« Festin représente la première tentative deconstituer un véritable orchestre de percussions. C’était un vieux rêve de Michel Cerutti, que le Festival d’Aix-en-Provence et Philippe Manoury ont rendu possible. C’est d’ailleurs Philippe Manoury qui a suggéré mon nom pour la première commande destinée à l’inauguration de cette formation d’un nouveau genre. L’idée était de provoquer une manière différente d’écrire pour les percussions. Le répertoire compte aujourd’hui plus d’une dizaine de pièces — notamment suite à des commandes passées dans le cadre de l’académie du Festival de Lucerne. Michel Cerutti et moi nous sommes donc d’abord attelés à “penser” ce nouvel orchestre, avec une nomenclature fixe. La première chose à faire, c’était de mettre de l’ordre dans l’immense capharnaüm que sont les percussions. On les a donc regroupées et pensées sous forme de familles — sur le modèle orchestral. D’emblée, Michel Cerutti a voulu écarter tous les accessoires — je n’étais pas complètement d’accord à l’époque, mais il s’agissait d’organiser l’ensemble chromatiquement, et de tout noter chromatiquement sur la partition. Pour chaque qualité — bois, peau, métal —, la tessiture entière est disponible à tout moment, du plus grave au plus aigu.

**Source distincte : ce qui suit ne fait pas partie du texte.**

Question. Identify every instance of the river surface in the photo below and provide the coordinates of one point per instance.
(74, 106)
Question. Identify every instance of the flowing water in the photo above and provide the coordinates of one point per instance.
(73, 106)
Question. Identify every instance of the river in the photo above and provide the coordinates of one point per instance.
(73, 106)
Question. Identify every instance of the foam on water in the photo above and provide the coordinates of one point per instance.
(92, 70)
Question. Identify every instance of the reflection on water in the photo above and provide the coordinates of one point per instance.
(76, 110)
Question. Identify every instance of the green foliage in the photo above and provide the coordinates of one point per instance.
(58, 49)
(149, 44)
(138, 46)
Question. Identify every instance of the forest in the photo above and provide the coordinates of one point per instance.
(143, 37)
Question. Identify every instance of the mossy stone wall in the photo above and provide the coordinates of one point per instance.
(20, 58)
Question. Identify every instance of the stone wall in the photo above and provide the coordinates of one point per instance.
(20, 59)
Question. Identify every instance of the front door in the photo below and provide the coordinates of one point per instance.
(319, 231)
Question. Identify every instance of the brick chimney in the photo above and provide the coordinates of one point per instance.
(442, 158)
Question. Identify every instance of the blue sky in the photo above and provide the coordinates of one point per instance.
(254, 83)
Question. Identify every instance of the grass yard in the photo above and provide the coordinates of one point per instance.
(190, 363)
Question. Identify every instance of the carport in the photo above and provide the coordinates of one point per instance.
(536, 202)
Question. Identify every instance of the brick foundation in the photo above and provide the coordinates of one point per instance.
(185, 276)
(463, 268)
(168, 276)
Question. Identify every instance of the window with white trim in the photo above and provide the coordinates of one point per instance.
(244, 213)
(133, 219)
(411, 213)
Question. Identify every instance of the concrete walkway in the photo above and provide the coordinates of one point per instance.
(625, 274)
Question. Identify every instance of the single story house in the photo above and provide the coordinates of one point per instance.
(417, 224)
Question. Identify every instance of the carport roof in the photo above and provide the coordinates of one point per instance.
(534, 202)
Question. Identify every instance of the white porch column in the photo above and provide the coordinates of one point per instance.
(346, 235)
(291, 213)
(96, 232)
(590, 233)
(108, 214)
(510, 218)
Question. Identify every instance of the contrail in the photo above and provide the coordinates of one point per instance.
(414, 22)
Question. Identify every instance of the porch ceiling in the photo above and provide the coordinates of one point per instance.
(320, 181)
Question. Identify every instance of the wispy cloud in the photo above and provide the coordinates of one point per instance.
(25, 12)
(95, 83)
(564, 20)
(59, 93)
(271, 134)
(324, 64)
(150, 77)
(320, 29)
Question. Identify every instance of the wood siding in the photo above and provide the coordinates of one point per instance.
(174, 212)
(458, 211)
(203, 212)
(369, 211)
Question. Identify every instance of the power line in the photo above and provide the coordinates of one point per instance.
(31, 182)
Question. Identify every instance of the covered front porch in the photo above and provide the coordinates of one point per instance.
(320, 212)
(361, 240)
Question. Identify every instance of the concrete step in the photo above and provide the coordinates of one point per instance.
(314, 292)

C’est de là que vient le titre de la pièce : quand je suis entré dans la salle de concert pour la première fois, j’ai vu tous ces instruments sur la scène. Avec toutes ces couleurs, toutes ces formes, c’était comme l’immense table d’un festin majestueux, une orgie, une démesure. Deux octaves de gong sur pied à côté de deux octaves de cloches plates, c’est impressionnant ! Le compositeur peut donc orchestrer les plans sonores. Cela implique un travail complexe et approfondi des percussionnistes, qui n’ont pas l’habitude de travailler ainsi : ils doivent changer leur manière de jouer. À l’instar des instrumentistes de pupitre dans l’orchestre, il faut qu’ils comprennent leurs rôles au sein d’un tout qu’ils ne peuvent percevoir de manière globale.

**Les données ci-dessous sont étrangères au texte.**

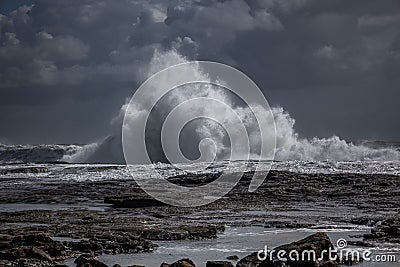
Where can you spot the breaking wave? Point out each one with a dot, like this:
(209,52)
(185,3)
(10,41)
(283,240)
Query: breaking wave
(289,146)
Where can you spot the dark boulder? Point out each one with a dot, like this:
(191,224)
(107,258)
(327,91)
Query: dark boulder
(183,263)
(317,243)
(219,264)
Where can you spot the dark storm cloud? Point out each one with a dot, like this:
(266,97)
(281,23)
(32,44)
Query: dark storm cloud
(67,66)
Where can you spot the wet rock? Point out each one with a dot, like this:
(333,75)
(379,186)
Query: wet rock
(87,261)
(219,264)
(387,231)
(31,246)
(183,263)
(181,233)
(39,254)
(132,202)
(318,243)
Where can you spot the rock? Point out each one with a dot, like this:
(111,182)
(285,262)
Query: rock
(86,260)
(219,264)
(183,263)
(318,243)
(387,231)
(132,202)
(39,254)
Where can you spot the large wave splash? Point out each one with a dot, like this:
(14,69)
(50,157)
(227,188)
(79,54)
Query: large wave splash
(289,146)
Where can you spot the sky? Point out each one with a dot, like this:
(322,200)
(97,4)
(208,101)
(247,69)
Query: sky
(67,67)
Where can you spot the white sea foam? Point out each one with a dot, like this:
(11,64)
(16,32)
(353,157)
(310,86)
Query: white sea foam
(289,146)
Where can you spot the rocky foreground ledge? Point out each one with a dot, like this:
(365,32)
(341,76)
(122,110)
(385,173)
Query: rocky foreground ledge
(41,251)
(129,222)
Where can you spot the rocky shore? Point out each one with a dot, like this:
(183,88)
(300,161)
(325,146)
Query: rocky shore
(82,220)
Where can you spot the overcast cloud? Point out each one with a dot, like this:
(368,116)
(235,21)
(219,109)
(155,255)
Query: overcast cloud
(66,67)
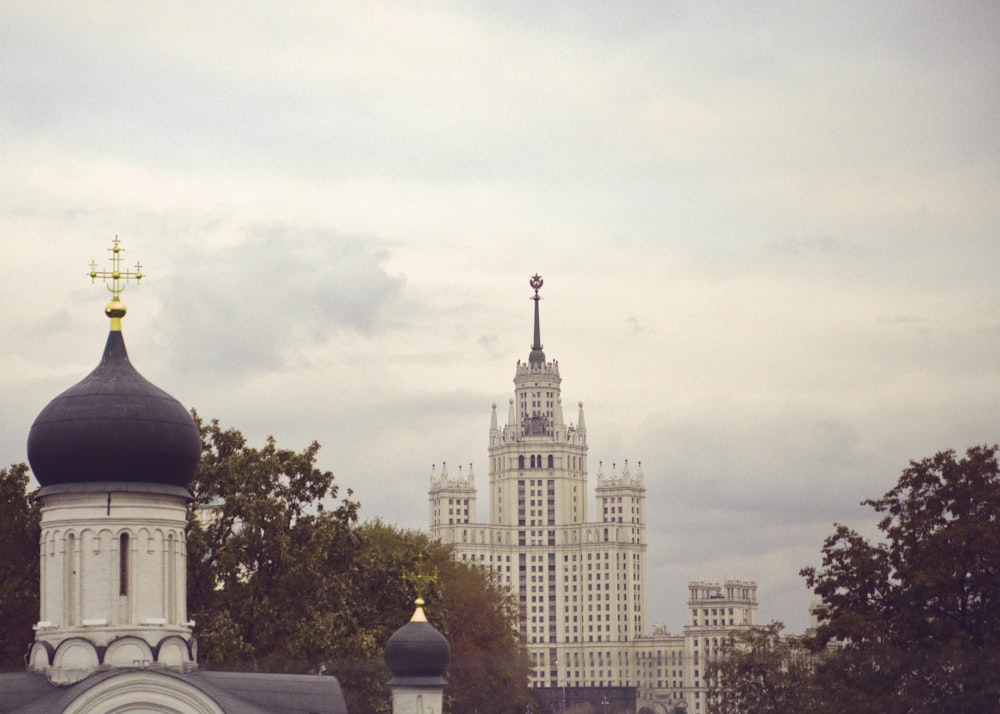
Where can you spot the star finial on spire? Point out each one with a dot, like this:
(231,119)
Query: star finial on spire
(537,357)
(115,281)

Festin donne le sentiment d’une fusion presque “philharmonique” des sons des percussions. C’est comme une grande symphonie, qui explore divers états de l’orchestre au sein d’une structure dont le moteur premier est la polyrythmie. Tous les mouvements ont en effet une structuration sous-jacente polyrythmique, dont on entend parfois clairement l’articulation, et qui sert sinon de simple trame sur laquelle les figures musicales viennent se greffer. Le rapport des rythmes à une pulsation, ou à une perception potentielle d’un tempo éventuellement fantôme est, selon moi, primordial — bien plus que les durées, dans le sens d’une musique de durée. Là résident l’articulation et le mouvement. Les rythmes sont des micro-organismes, qu’on ne comprend que si on en saisit la forme. Certaines musiques prennent le contrôle du temps, d’autres le subissent. Je n’aime ni celles qui n’ont un rapport que lointain à la pulsation, ni celles qui changent constamment, fuyant à tout prix la répétition. »
Yan Maresz, propos recueillis par Jérémie Szpirglas.